Extend your belly pan all the way to the outer sheetmetal rail, and bend a flange off the bottom of it to make a box structure. This will make your frame a lot stronger. It looks like you might have to move the idler gears up some to make that work, but my experience says that it is well worth the pain.
Put flanges on the 2 vertical faces on both ends of the clamshell. Those will tie in nicely to the frame and add even more strength. See if you can also add a flange on the other angled surface on the outer edge to catch the bellypan.
Battery box? You can nicely integrate that into the belly pan and rear frame rail. You can find some pictures of how we did it (which worked great) if you need inspiration.
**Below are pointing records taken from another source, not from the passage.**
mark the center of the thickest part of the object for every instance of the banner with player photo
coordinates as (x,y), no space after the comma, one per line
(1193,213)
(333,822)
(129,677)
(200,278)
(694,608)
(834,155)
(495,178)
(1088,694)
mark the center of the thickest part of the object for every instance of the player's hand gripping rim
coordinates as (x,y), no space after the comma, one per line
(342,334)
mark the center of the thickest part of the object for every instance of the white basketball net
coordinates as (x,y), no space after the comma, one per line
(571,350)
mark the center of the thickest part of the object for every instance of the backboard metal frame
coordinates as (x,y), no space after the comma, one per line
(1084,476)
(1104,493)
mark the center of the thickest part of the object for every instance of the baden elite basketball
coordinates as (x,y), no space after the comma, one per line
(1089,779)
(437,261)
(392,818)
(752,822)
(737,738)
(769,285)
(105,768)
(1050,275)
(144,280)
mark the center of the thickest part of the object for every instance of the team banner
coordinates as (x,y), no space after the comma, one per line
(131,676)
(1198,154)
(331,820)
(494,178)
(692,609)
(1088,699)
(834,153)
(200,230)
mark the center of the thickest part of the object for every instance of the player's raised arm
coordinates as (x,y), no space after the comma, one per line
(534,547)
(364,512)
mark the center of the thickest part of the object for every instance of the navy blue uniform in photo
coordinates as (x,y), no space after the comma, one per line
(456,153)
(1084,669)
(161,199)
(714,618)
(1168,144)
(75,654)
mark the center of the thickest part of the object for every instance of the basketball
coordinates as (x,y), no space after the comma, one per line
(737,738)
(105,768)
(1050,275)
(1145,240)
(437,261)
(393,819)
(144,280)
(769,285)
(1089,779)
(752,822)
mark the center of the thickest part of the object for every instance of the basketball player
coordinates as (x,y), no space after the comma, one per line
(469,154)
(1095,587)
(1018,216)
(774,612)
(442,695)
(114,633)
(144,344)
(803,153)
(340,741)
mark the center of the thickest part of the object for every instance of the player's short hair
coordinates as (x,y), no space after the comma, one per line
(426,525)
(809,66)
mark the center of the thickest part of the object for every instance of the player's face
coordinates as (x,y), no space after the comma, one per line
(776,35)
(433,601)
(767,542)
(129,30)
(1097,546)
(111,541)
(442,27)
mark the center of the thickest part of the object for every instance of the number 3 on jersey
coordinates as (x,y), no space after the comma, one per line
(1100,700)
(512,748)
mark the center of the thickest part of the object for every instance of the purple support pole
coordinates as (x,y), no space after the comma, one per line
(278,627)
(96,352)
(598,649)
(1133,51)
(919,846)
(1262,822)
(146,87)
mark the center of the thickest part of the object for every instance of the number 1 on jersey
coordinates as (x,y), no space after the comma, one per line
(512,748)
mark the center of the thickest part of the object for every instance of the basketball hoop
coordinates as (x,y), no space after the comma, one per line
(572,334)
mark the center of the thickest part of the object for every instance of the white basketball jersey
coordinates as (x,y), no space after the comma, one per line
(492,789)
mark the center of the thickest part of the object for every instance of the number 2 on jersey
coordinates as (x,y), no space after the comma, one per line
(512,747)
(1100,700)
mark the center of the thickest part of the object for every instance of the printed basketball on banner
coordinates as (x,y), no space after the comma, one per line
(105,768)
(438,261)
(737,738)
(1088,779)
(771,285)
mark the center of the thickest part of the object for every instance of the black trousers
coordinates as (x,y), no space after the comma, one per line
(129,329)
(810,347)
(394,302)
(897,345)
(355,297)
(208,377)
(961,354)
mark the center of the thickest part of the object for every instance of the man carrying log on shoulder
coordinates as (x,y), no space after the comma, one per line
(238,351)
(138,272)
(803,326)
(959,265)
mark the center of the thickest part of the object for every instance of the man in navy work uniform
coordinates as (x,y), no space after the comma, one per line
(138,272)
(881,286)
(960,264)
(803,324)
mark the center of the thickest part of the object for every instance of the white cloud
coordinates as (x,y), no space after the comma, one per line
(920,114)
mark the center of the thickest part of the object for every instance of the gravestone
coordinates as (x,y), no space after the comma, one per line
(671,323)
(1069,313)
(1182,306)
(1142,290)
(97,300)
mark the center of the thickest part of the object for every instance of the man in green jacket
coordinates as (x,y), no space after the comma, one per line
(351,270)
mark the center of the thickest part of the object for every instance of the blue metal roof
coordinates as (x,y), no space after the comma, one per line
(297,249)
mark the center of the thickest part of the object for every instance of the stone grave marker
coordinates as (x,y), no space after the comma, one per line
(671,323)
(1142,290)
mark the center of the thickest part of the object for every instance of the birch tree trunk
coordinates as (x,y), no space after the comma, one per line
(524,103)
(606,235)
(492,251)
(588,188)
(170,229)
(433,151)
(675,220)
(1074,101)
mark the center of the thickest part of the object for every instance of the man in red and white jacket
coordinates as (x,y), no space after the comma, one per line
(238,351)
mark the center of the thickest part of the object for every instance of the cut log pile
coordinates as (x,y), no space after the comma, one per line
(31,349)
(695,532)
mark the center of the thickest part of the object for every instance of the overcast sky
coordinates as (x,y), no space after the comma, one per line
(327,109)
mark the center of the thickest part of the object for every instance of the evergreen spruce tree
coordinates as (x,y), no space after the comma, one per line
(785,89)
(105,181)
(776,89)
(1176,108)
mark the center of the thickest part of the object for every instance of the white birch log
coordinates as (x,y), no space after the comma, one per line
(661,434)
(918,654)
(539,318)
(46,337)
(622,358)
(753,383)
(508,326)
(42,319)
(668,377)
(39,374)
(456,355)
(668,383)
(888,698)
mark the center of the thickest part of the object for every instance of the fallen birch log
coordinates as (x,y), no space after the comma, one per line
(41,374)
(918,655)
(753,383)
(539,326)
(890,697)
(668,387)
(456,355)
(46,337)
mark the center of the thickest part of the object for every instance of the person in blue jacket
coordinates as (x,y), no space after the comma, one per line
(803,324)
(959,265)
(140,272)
While you are at it, press in some PEM nuts for all the electronics, and consider punching in some lances to use to tie the wires down with. You can bolt the electronics down with plastic bolts, and then cut them flush with flush cutters.
The row of hole + slots that you have right next to the edge of the frame look nice, but will be a pain to bend, and take a lot of strength out of the frame. I’d either skip them, or drop the slots.
Bend another flange off the inner top edge of the front and back of the frame. This adds even more strength. This frame will hit things, and you need all the strength you can get there. I would also make the flange like 1.5 - 2" long, and not neck down like you have drawn.
See if you can fit some ribs in your box structure to give it more torsional rigidity and transfer the load from the outer rail to the inner rail.
The tolerances on the C-C on the main transmission gear isn’t going to be very good. Bend tolerances are ± 0.010 in my experience, and the stackup on the two bends and the slop in the bolt holes isn’t going to be good enough. We pressed dowel pins into the frame to give us a very accurate alignment, and then kinematically constrained the gearbox from there. Consider holding the output shaft at the end as well. That is a lot of torque to be cantilevering out that far.
What thickness? 090 will be strong. If you are careful and add some ribs, I would be willing to bet that 060 or 080 would work well as well.
Any particular reason that you are using hex shaft for the drive axles? The tolerances on that aren’t so great, which will cause problems with your gear c-c’s again. Same with your idlers.